Hechos una bola, con las patas estiradas… hoy repasamos las 5 posturas más comunes y te contamos qué significa cada una de ellas. ¡No te duermas!

1. DURMIENDO HECHO UNA BOLA

Admítelo, inmediatamente has visualizado a tu perro durmiendo como en círculo en su cama. Lo has hecho porque es una de las más comunes, pero eso no significa que sea del todo una buena señal. Los peludos no adoptan esta posición por comodidad, sino para mantener el calor corporal. Si, al hacerse una bola están protegiendo su garganta, extremidades y órganos vitales, con lo que si lleva muchos días durmiendo así, quizás deberías revisar la temperatura de casa, puede que haga demasiado frío para el.

Paralelamente muchos estudios han determinado que esta postura es más común en perros de carácter dócil y amable, ¿es el caso del tuyo?

2. PANZA AL SUELO

No lo vamos a negar, tu perro durmiendo boca abajo es adorable, pero puede que tampoco sea la postura más idónea. Normalmente esta posición suele relacionarse con los perretes más jóvenes o cachorros, ya que consumen tanta energía que se quedan tiesos como sea. Sin embargo, al dormir boca abajo no dejan de tensar los músculos, lo cual puede que impida que lleguen a la fase REM del sueño.

Por otro lado, que el abdomen esté muy pegado al suelo puede además significar que esté pasando algo de calor, ya que de esta manera la mayoría de animales consiguen contrarrestar las temperaturas altas, especialmente si el material del suelo es aislante del calor.

3. DE LADO

Esta, junto a la posición en círculo, es la segunda más común. Pero tranquilo, con esta son todo buenas noticias: significa que tu perro está tranquilo y feliz. Esta posición es todo lo contrario a una posición de alerta, dificultaría mucho al animal reaccionar ante una situación de peligro, lo que significa que tu perrete está completamente despreocupado: se siente seguro y a gusto en tu casa y contigo.

4. PATAS ARRIBA Y A LO LOCO

Probablemente esta postura sea la que más memes haya generado en Internet. Bocas abiertas, lenguas fuera, cada pata mirando a un sitio… seguro que si tu perro se ha quedado dormido así alguna vez te ha provocado más de una carcajada.

Pues bien, todo son buenas noticias. Además de ser gracioso, es muy buena señal: significa que tu mascota está disfrutando el sueño como nunca. Si dormir de lado supondría un inconveniente a la hora de reaccionar ante el peligro, imagínate en esa posición… así que no le despiertes, que está disfrutando y se siente completamente seguro en su hogar. ¡Aprovecha para mandarnos alguna que otra foto de tu perro durmiendo!
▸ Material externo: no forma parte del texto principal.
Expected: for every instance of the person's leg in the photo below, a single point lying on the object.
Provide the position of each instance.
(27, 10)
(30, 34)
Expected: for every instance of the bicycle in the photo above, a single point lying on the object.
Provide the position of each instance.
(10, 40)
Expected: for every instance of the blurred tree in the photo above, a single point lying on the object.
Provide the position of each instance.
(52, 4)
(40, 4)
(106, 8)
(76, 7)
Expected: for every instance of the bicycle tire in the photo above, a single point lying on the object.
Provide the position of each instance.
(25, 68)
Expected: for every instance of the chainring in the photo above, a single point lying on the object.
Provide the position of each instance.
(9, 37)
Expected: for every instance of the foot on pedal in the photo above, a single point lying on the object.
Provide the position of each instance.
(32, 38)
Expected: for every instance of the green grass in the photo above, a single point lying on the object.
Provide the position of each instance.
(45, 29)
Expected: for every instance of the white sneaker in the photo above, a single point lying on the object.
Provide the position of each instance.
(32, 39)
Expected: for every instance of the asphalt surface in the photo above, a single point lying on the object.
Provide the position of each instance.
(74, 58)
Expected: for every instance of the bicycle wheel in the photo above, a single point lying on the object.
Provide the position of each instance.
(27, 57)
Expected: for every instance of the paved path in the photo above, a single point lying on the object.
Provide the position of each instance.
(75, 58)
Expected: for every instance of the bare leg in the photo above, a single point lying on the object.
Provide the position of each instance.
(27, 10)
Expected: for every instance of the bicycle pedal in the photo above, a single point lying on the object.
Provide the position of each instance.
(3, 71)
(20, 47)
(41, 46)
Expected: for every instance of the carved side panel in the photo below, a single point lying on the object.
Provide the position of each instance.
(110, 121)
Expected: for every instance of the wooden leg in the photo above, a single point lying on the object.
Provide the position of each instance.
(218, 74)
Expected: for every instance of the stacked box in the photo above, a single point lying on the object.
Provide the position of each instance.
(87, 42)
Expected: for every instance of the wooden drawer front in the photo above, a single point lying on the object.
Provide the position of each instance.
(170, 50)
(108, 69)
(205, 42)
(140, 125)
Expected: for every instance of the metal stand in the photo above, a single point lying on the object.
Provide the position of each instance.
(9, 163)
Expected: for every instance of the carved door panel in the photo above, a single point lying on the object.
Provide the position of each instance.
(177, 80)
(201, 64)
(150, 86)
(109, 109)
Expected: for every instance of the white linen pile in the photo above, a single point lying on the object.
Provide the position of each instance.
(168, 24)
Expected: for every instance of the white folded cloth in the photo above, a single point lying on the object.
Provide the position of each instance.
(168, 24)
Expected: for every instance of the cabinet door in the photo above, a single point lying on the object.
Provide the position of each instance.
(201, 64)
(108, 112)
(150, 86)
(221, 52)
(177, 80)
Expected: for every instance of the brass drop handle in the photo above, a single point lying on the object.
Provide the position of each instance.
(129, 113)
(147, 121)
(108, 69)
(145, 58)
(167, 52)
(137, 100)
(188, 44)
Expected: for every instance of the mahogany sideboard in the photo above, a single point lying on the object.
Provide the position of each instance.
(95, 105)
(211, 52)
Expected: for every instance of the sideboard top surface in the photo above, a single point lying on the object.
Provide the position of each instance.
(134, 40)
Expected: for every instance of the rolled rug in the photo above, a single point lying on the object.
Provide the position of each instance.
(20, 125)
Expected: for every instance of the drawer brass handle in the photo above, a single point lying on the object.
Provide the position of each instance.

5. SOBRE SUS PATAS A LO SUPERMAN

Si tu perro se ha quedado sopa sobre sus patas como si estuviese a punto de salir volando, es que está exactamente preparado para eso. Esta postura si que se consideraría “postura de alerta”, significa que tu perro no está del todo tranquilo en su entorno, y está preparado para lo que pueda ocurrir. No tiene por qué ser algo malo, de hecho es muy posible que esté disfrutando igualmente, pero significa que es algo asustadizo.

¿Y tu peludo? ¿Duerme en alguna otra postura? ¡Cuéntanoslo!